The eminent cases of the LCD leader and his deputy’s flight remain inscrutable: the former says he fled after being tipped off that a contingent of police was headed to  his home in Mahobong, intent on apprehending and finally killing him, while his deputy and party spokesman say the national leadership resolved he should hide abroad as a precaution in case anything was planned against him; and the deputy himself says he fled (while on bail on murder charges) after he was told while travelling in town that strange vehicles were seen near his Mabote home! Mr Mokhosi never claimed torture on appearing in court after statutory maximum 48 hours in detention, then consignment to awaiting-trial custody after being denied bail. He reportedly didn’t adduce any evidence to that effect when he was controversially given bail on second attempt, only to flee.
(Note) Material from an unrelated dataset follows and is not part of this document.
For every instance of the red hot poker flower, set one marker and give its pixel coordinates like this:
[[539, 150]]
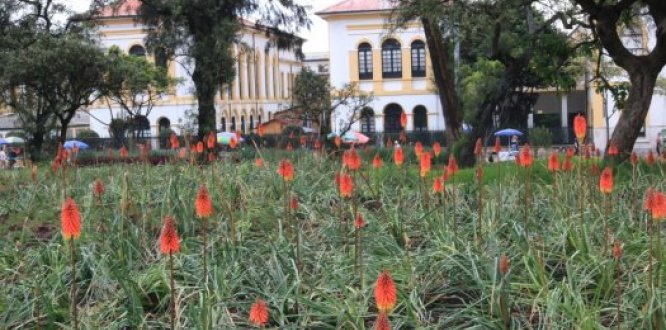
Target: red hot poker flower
[[346, 185], [259, 313], [98, 188], [606, 181], [613, 150], [169, 241], [382, 322], [359, 222], [385, 292], [580, 127], [286, 170], [478, 148], [418, 148], [203, 204], [398, 156], [452, 167], [425, 164], [436, 148], [553, 162], [70, 219]]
The prime minister was perhaps denied opportunity to “redeem” himself when the Speaker disallowed the LCD leader’s motion demanding that he withdraw his controversial remarks supposedly sanctioning torture, on the break of the current sine die recess of the House. The ruling parties haven’t come out unambiguously to condemn the prospect or purport of continuation of the culture of torture which is legendary in the LMPS. That would have gone a long way to weaken the hype of Statehouse sponsoring torture, or such an ethos having a home in their ranks as the fount of the current regime. In the circumstances, the state could have afforded itself some relief by establishing an eminent persons’ group to investigate the veracity of torture claims. Chief Molapo promptly invited the trademark international organisations (Amnesty International, Human Rights Watch International Red Cross, etc) to visit Lesotho and investigate Mr Mokhosi’s claims of torture. That invite should remain open and extend to all traceable cases.

The questions and answers for the 2017 regime are the same as those for the 2014 conjuncture: how does a “transformationist” state coincide with a conservative judiciary and prosecution which are amenable to any change, but plainly interested in the preservation of the “rot”? What of the senior officers and diplomats who are dispatched amidst elections with apparent mandate to destabilise the foreseeably incoming alternative regime, some with legendary displays of disdain for the prospective incumbents; with the rent-seeking aim of being “bought out” and profiting from a state they aren’t even remotely interested in serving?  Here you might wish to hearken to the caveat that haste is waste; to multilateralise some of the processes like clearing of the judiciary or pray that the hegemony of the new dispensation will cast its spell on them and convert their manners – which hope proved futile in the first tour of this regime, perhaps due to its avowedly frontal approach. No doubt this time any semblance of a bare-knuckled approach might not topple the government like the 2014 adventure, but it will tax its credibility whereas everybody expects it to in every way act in a manner opposite to the ancient regime. For the umpteenth time, given the path travelled by the past two coalition governments, and their common fate thereon, without insinuating or injecting any bad blood among the current partners; while the premier “gives direction”, and “speaks government” – I advise that it would be soothing to have the various party heads speaking on the current ground-breaking developments, even if only through their party executives.

l Mr Selinyane’s views do not necessarily reflect the views of the Lesotho Times.